You know what's wild about Bitcoin Pizza Day? It's not just about the pizzas anymore. Thirteen years ago on May 22, 2010, a 19-year-old named Jeremy Sturdivant made a decision that would haunt him forever. He saw a post from Laszlo Hanyecz on Bitcointalk offering 10,000 BTC for two large pizzas delivered to Jacksonville, Florida. Nobody was biting, so Jercos (that was his nickname) decided to help out. He called Papa John's from California, paid with his debit card, and arranged the delivery across the country.



The thing is, after Laszlo received those pizzas and sent over the 10,000 BTC, Jeremy immediately sold them to cover costs for a trip with his girlfriend. At the time, 10,000 bitcoins were worth around $41. Seemed reasonable then, right? Except now, with Bitcoin trading around $81K, those coins would be worth over $800 million. That's the kind of number that makes you rethink every financial decision you ever made.

When journalists asked Jeremy about it years later, he said he definitely regrets selling, but he was just thinking about helping another bitcoiner at the time. He wasn't viewing it as an investment. He mentioned that if he'd known Bitcoin would reach the $1 mark, maybe he would've held longer. But with the benefit of hindsight, yeah, he probably would've done things differently. Who wouldn't?

What's interesting is Jeremy doesn't seem bitter about it. He's actually proud of being part of Bitcoin history. He points out that he can't take credit for Bitcoin's success, but he played a role in something that went from a conceptual project to a global phenomenon pretty quickly. He talks about the real value of cryptocurrency being about economic freedom and fair trade, not just the price action.

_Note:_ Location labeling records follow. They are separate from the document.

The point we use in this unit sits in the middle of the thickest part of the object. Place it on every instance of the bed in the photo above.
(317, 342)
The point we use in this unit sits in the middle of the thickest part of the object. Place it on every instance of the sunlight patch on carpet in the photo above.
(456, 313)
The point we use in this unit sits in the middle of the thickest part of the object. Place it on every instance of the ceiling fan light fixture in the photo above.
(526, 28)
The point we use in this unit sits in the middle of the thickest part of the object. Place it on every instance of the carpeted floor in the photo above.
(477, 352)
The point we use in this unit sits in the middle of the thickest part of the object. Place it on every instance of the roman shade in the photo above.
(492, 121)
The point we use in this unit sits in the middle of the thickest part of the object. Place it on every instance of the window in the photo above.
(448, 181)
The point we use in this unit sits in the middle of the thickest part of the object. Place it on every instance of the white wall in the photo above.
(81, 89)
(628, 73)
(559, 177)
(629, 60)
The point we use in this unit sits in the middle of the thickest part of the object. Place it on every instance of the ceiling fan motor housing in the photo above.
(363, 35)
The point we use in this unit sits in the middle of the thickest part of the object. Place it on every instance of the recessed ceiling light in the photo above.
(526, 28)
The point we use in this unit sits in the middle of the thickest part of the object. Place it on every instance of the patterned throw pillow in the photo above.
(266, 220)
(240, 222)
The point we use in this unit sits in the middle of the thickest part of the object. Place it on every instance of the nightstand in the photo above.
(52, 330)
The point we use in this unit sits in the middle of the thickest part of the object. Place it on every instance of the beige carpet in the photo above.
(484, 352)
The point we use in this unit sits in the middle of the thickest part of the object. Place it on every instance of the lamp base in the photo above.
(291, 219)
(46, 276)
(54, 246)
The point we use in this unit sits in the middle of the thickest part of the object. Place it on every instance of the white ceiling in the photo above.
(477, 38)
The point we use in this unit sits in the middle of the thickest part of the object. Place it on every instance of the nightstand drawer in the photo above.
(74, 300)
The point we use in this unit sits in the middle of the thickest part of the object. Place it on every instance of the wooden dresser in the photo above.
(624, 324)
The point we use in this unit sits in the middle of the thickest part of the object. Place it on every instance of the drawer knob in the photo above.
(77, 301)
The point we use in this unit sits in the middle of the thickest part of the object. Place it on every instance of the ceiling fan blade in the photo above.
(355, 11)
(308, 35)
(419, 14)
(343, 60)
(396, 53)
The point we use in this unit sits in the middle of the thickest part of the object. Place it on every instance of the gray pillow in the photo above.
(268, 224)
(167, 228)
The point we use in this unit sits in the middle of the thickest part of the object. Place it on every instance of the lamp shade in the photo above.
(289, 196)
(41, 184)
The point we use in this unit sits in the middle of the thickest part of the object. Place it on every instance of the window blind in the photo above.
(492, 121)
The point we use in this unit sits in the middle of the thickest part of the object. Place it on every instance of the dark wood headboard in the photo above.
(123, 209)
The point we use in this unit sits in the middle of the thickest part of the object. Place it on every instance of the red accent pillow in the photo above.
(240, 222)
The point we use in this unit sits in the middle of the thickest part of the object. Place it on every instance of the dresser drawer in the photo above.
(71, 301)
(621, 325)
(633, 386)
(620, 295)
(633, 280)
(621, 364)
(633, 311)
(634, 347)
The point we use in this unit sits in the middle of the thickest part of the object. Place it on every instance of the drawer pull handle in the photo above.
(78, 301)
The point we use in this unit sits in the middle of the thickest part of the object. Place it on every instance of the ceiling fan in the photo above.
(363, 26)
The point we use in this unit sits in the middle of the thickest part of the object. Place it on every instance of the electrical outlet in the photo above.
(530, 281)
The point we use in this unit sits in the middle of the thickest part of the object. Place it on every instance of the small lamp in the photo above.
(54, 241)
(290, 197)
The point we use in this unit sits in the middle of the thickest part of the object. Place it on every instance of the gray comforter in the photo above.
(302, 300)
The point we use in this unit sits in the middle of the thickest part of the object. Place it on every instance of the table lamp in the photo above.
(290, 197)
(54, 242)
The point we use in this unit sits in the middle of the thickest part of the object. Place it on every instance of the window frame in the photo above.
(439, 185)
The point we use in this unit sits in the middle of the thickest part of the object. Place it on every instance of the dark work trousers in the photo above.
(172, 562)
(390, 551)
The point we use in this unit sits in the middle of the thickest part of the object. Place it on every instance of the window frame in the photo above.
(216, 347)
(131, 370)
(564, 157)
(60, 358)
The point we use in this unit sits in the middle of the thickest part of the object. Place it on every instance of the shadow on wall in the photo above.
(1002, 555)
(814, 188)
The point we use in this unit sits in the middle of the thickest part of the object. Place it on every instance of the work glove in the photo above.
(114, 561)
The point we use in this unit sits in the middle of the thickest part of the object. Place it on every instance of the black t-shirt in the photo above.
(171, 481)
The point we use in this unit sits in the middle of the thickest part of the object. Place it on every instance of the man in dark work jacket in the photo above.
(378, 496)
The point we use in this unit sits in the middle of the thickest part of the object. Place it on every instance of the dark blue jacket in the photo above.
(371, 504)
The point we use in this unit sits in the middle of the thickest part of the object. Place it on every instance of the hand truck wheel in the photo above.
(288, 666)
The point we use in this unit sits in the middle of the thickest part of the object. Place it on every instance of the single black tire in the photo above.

Meanwhile, Laszlo has his own take on it. He mined those bitcoins himself when they were basically worthless. At the time, getting free pizza felt like a win. He told The Telegraph he tries not to dwell on what that transaction is worth now because it would drive him crazy. Plus, he makes a good point: if he hadn't made that first real-world Bitcoin transaction, maybe the whole thing wouldn't have caught on the way it did.

That's why May 22 became Pizza Day for the crypto community. It's not just a meme anymore. It represents that moment when people realized Bitcoin had actual utility and real value beyond being code on some nerds' computers. Every year bitcoiners celebrate it, and honestly, it's one of the most human moments in crypto history. Two guys trading pizzas for digital money when nobody else believed in it. That's the story we keep telling.